Fibrillar collagen clamps lung mesenchymal cells in a nonproliferative and noncontractile phenotype

• Published in: American journal of respiratory cell and molecular biology Vol. 41; no. 6; p. 731
• Main Authors: Schuliga, Michael J, See, Ian, Ong, Siau Chi, Soon, Lilian, Camoretti-Mercado, Blanca, Harris, Trudi, Stewart, Alastair G
• Format: Journal Article
• Language: English
• Published: United States American Thoracic Society 01.12.2009
• Subjects: Actins - genetics; Actins - metabolism; Base Sequence; Cell Proliferation - drug effects; Cells, Cultured; Collagen Type I - chemistry; Collagen Type I - metabolism; Collagen Type I - pharmacology; Cyclin E - genetics; Cyclin E - metabolism; Cyclin-Dependent Kinase 2 - genetics; Cyclin-Dependent Kinase 2 - metabolism; DNA Primers - genetics; Doxycycline - pharmacology; Fibroblasts - cytology; Fibroblasts - drug effects; Fibroblasts - metabolism; Humans; Hydroxamic Acids; Indoles - pharmacology; Lung - cytology; Lung - drug effects; Lung - metabolism; Matrix Metalloproteinase Inhibitors; Matrix Metalloproteinases - genetics; Matrix Metalloproteinases - metabolism; Mesoderm - cytology; Mesoderm - drug effects; Mesoderm - metabolism; Microscopy, Electron, Scanning; Models, Biological; Phenotype; Protease Inhibitors - pharmacology; RNA, Messenger - genetics; RNA, Messenger - metabolism; Transforming Growth Factor beta - pharmacology
• ISSN: 1044-1549; 1535-4989; 1535-4989
• DOI: 10.1165/rcmb.2008-0361OC

Pulmonary fibrosis is characterized by phenotypic changes to mesenchymal cells and an increase in the deposition of fibrillar collagen (fCollagen).
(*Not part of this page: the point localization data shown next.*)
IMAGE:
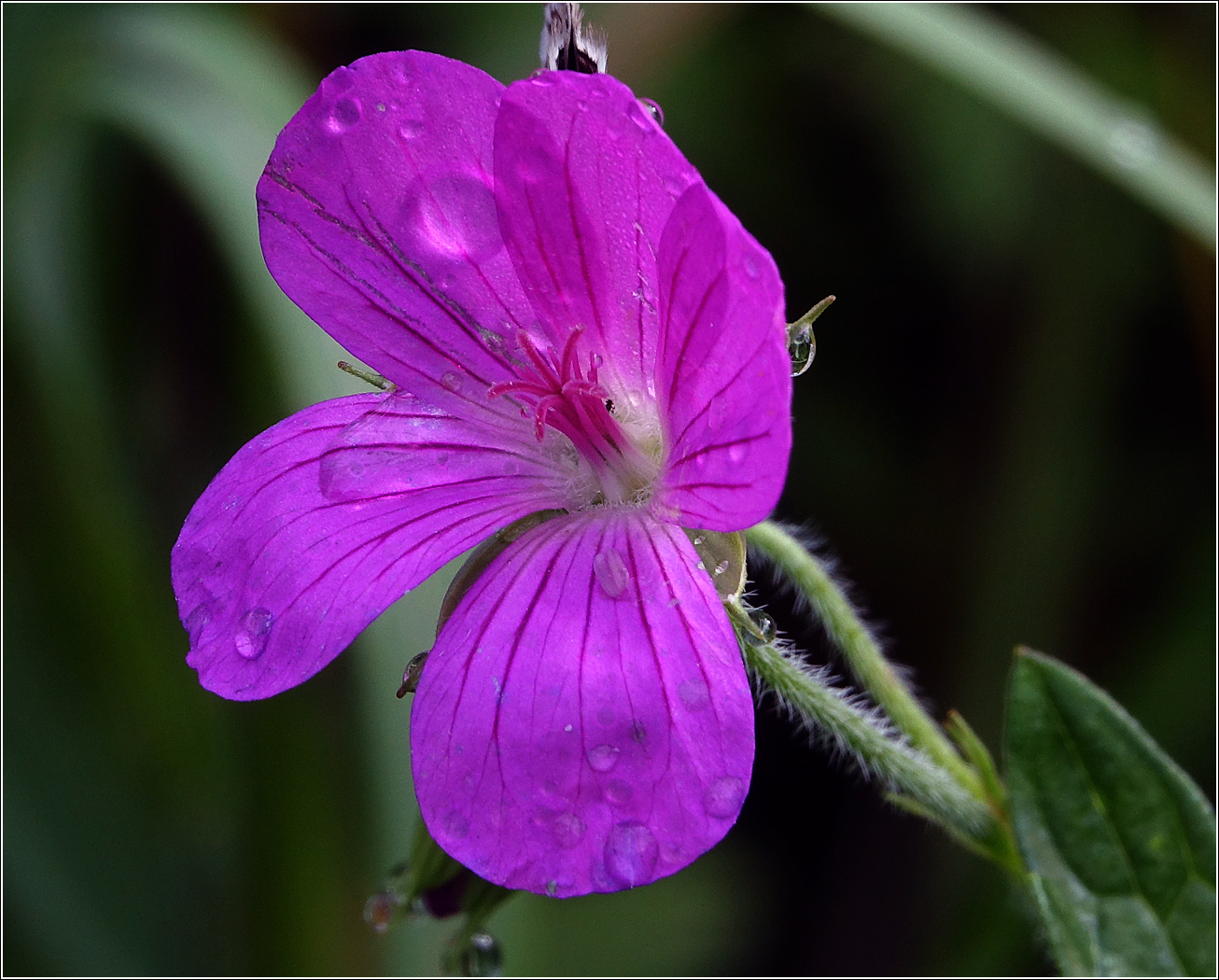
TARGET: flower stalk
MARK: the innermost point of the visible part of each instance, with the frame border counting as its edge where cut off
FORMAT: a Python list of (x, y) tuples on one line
[(862, 733), (861, 651)]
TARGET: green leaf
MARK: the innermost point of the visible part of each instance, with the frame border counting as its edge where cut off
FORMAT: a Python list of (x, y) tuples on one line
[(1119, 843)]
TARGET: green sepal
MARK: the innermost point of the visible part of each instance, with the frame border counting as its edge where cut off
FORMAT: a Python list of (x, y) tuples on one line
[(1118, 841), (723, 557)]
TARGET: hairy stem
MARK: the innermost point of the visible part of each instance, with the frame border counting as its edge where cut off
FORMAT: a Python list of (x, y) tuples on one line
[(829, 711), (861, 650)]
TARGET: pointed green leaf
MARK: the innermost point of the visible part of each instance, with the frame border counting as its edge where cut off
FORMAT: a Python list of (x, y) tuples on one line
[(1119, 843)]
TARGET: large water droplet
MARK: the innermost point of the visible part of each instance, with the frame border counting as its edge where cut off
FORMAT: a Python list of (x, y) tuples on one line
[(481, 956), (199, 618), (568, 829), (723, 797), (413, 673), (694, 693), (630, 853), (803, 347), (252, 632), (343, 115), (454, 216), (610, 572), (653, 110), (801, 342), (382, 908), (604, 757)]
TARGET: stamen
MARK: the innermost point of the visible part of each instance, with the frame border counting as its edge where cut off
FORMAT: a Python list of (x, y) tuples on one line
[(574, 403)]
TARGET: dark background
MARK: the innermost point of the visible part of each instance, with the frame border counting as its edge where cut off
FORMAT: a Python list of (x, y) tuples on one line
[(1007, 437)]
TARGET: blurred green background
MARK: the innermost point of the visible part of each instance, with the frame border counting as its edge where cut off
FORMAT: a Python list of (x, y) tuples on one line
[(1007, 437)]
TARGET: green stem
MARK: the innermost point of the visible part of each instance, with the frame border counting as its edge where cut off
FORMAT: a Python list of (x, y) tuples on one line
[(829, 709), (861, 651)]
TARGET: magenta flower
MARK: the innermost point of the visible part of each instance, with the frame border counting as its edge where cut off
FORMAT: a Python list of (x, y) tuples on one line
[(576, 323)]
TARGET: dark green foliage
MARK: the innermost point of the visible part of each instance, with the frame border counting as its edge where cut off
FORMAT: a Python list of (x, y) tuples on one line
[(1120, 844)]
This study investigated the effect of type I fCollagen on the phenotypic plasticity of human parenchymal fibroblasts (PFbs) in vitro. Cell numbers were 45% lower when cultured on fCollagen as compared with culture on its degradation product, monomeric collagen (mCollagen). DNA profiles indicated that fCollagen is antiproliferative, rather than proapoptotic. fCollagen suppressed basic fibroblast growth factor-stimulated increases in the levels of cyclin E and CDK2 mRNA. fCollagen also suppressed transforming growth factor-beta (100 pM)-stimulated increases in the mRNA and protein levels of alpha-smooth muscle actin (alpha-SMA), a marker of the myofibroblast phenotype. However, in cells exposed to fCollagen, the levels of matrix metalloproteinase (MMP)-1 and -14 mRNA, as well as active MMP-2 protein, were increased by between two- and fivefold. The MMP inhibitors, ilomastat (10 microM) and doxycycline (30 microM), attenuated the dissolution of collagen fibrils by fibroblasts maintained on fCollagen, with a corresponding decrease in cell number. Ilomastat also reduced alpha-SMA expression and the capacity of PFb to contract three-dimensional fCollagen gels. Thus, exposure of fibroblasts to the fibrillar form of type I collagen in vitro reduces cell proliferation, increases MMP production and activation, and attenuates differentiation of PFb into myofibroblasts. fCollagen appears to apply a phenotypic clamp on lung fibroblasts that may be partially released by autocrine MMP activity.